I’m pondering all this as I plan what I’m going to say when I speak to a patient advocacy group a week or so from now. I’m talking about patients and social media, how our web conversations and access to information are transforming medicine, changing what it means to be a patient. I think we’ll see more patients like Dave deBronkart, jumping into their treatment with both feet, learning everything they can about their conditions, finding or building communities of support and hope. This is the real “healthcare reform,” I think.

Project VRM and e-patients

I’ve been talking to the Project VRM group about healthcare applications of vendor relationship management, also related to the work of the Society for Participatory Medicine and the e-Patients Working Group that preceded it (of which I’ve been a founding member).

Doc Searls and I were talking about this again last week at Fiber Fete; he’s just posted a note about Dave deBronkart’s “Gimme My Damn Data” rant and its implications (expanded and well-overviewed by Dave along with Vince Kuraitis and David Kibbe) to the Project VRM site. Doc takes issue with the use of the word “consume” in the longer piece by Dave et al:

Patients today no longer only consume. They produce. What they want and need is more responsibility for their own health care. More importantly, a patient cannot be a platform if he or she is only consuming. By nature and definition, a consumer is a subordinate creature. It lives downhill from the flow of services. Platforms stand below what they support, but are not subordinate. They are the independent variable on which the variable ones standing on it depend.

Tapscott: the healthcare reform battle

Don Tapscott explains why healthcare reform is going to be hard, a huge battle, and we shouldn’t be surprised to see the shouting and worse. But we might still see a real change, because citizens can organize like never before. [Link]

There is no possible compromise on health care and the myth of Obama as a “post-partisan” president is exactly that – a myth.   The health care industry generates billions of dollars in profits and many people are seething that these profits might be curtailed.  This issue can never be negotiated in Washington back rooms as there are huge interests vested in the status quo – such as the big insurance companies, health maintenance organizations and pharmaceutical giants.  Like many social changes, for this one there will be winners and losers and an historic battle will determine the outcome.

As Obama noted in his message to supporters, “In politics, there’s a rule that says when you ask people to get involved, always tell them it’ll be easy. Well, let’s be honest here: Passing comprehensive health insurance reform will not be easy.

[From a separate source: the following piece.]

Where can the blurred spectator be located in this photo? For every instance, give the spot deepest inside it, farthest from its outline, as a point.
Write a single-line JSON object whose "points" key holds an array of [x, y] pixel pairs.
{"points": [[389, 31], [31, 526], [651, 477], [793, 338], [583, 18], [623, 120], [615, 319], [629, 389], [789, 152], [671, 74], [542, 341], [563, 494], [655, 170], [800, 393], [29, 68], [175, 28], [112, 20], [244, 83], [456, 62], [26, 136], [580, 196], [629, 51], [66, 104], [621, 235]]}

Every President since Harry Truman has talked about it, and the most powerful and experienced lobbyists in Washington stand in the way.”  But this time Obama has what those presidents lacked:  the Internet and a powerful social movement that potentially can shift the relationship of forces in America away from the traditional entrenched interests towards the needs of the population.

Kevin Kelly on Participatory Medicine

I’m part of the Society for Participatory Medicine, and we’ll soon be publishing the Journal of Participatory Medicine. (We already have a very active blog at Kevin Kelly posted a nice summary of our intentions at The Quantified Self:

The newest channel in this effort is the launch of a peer-reviewed science journal dedicated to research in the field of “participatory medicine” — as in patient participant. (Sometimes labeled Health 2.0) There is a great overlap with self-tracking and the quantified self (although by no means is all self-tracking health related), so I think this new journal will appeal to self-trackers and self-trackers to the patient-participant field.

This journal, called sensibly enough, the Journal of Participatory Medicine, will use an open source model (no fee to get the articles) which is both very much in the spirit of the paradigm, but also very future-proof (free is where all journals are headed).